TASS– China argues against Washington’s unilateral anti-Tehran sanctions and speaks for implementation of the Iran nuclear deal, which “has not come by easily,” Foreign Ministry Spokesperson Lu Kang told reporters on Saturday.
“As the JCPOA [Joint Comprehensive Plan of Action] has not come by easily, all relevant parties should cherish it,” he said.
“I also would like to stress that China is always opposed to the unilateral sanctions imposed by relevant countries [primarily, the United States – TASS] on other countries in accordance with their domestic laws.
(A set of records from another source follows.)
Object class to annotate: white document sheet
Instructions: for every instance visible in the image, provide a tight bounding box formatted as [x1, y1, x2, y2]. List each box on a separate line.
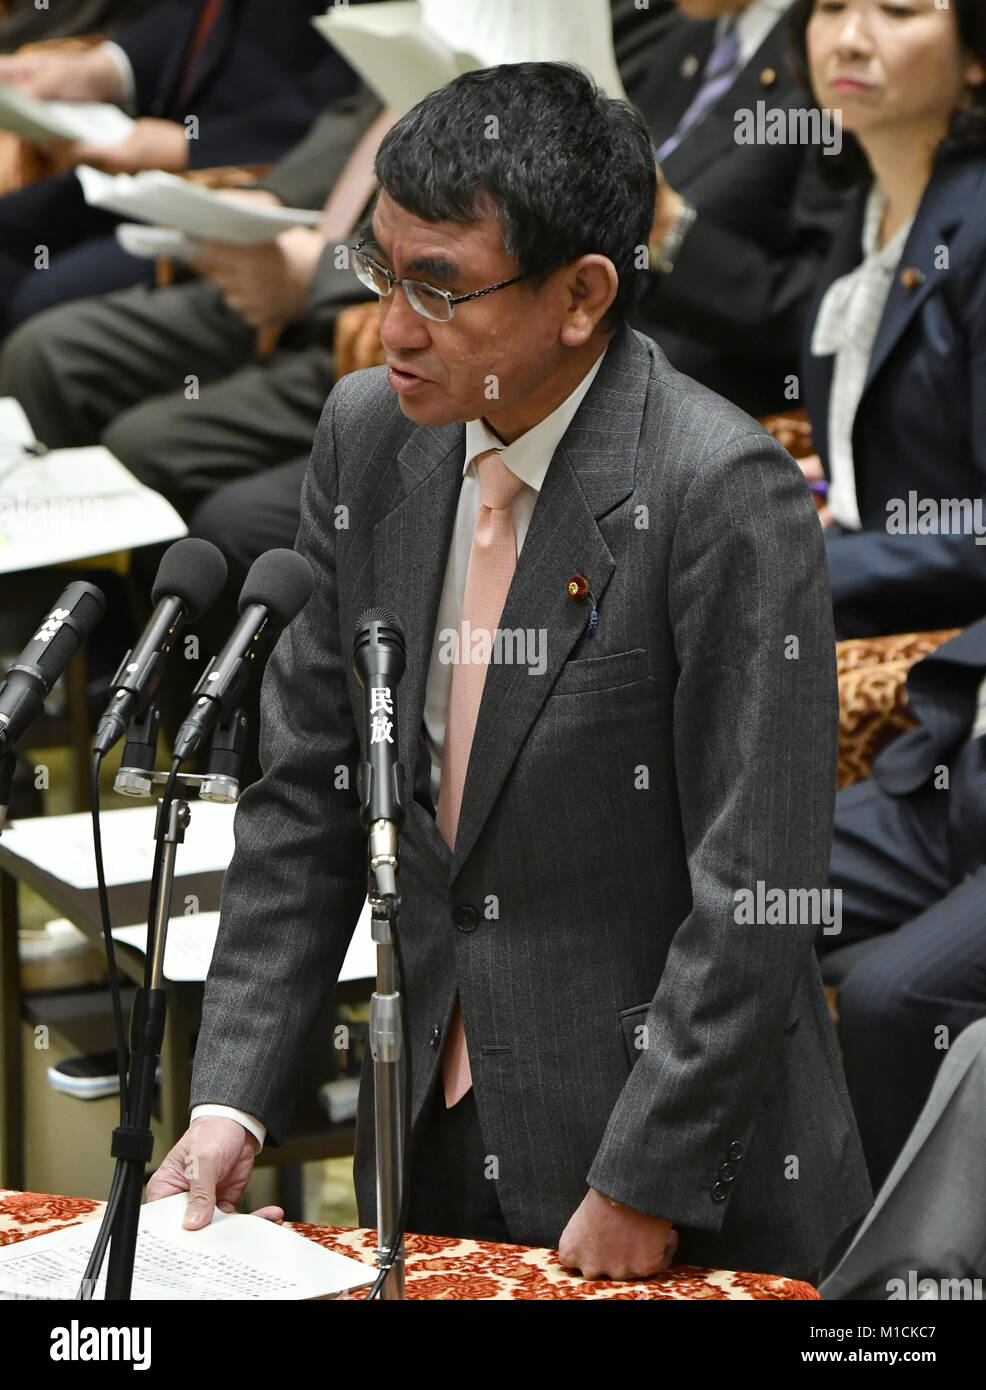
[315, 0, 626, 114]
[112, 899, 376, 984]
[0, 81, 134, 143]
[316, 3, 471, 114]
[0, 395, 36, 451]
[0, 803, 236, 890]
[0, 443, 186, 573]
[0, 1193, 373, 1300]
[115, 223, 202, 261]
[77, 165, 323, 244]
This position is consistent and clear-cut,” the spokesperson said.
“We have also heeded that the international community universally support the JCPOA and fully recognize the efforts made by Iran to implement it,” he said.
“The Chinese side always firmly supports the JCPOA. We believe that the JCPOA is an important outcome of multilateralism and a model of resolving international hot-spot issues through political and diplomatic means,” Lu Kang said.
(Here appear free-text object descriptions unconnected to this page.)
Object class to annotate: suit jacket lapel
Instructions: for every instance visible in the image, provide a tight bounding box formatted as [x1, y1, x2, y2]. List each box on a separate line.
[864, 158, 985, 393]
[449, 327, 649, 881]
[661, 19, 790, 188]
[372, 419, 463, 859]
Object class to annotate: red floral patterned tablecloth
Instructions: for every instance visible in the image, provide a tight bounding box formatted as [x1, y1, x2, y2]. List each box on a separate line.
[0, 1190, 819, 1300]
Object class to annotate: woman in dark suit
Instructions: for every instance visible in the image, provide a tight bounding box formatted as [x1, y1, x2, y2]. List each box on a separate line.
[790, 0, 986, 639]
On Friday, Trump said the United States would withdraw from the Iranian nuclear deal unless its “disastrous flaws” were fixed. The U.S. leader decided to waive nuclear sanctions against Iran “but only in order to secure our European allies’ agreement to fix the terrible flaws of the Iran nuclear deal,”
The deal on Iran’s nuclear program was reached between Iran and six international mediators (the United Kingdom, Germany, China, Russia, the United States, and France) on July 14, 2015. Under the deal, Iran undertakes to curb its nuclear activities and place them under total control of the International Atomic Energy Agency (IAEA) in exchange of abandonment of the sanctions imposed previously by the United Nations Security Council, the European Union and the United States over its nuclear program.
After Tehran had implemented its part of the deal, which was confirmed during IAEA’s inspection trips, on January 16, 2016 the U.S. administration under President Barack Obama lifted sanctions imposed on Iran over its nuclear program. Nevertheless, many other restrictions, for instance over Iranian ballistic missiles, remained in place. On October 13, 2017, the U.S. current President Donald Trump refused to confirm Iran was implementing the nuclear deal.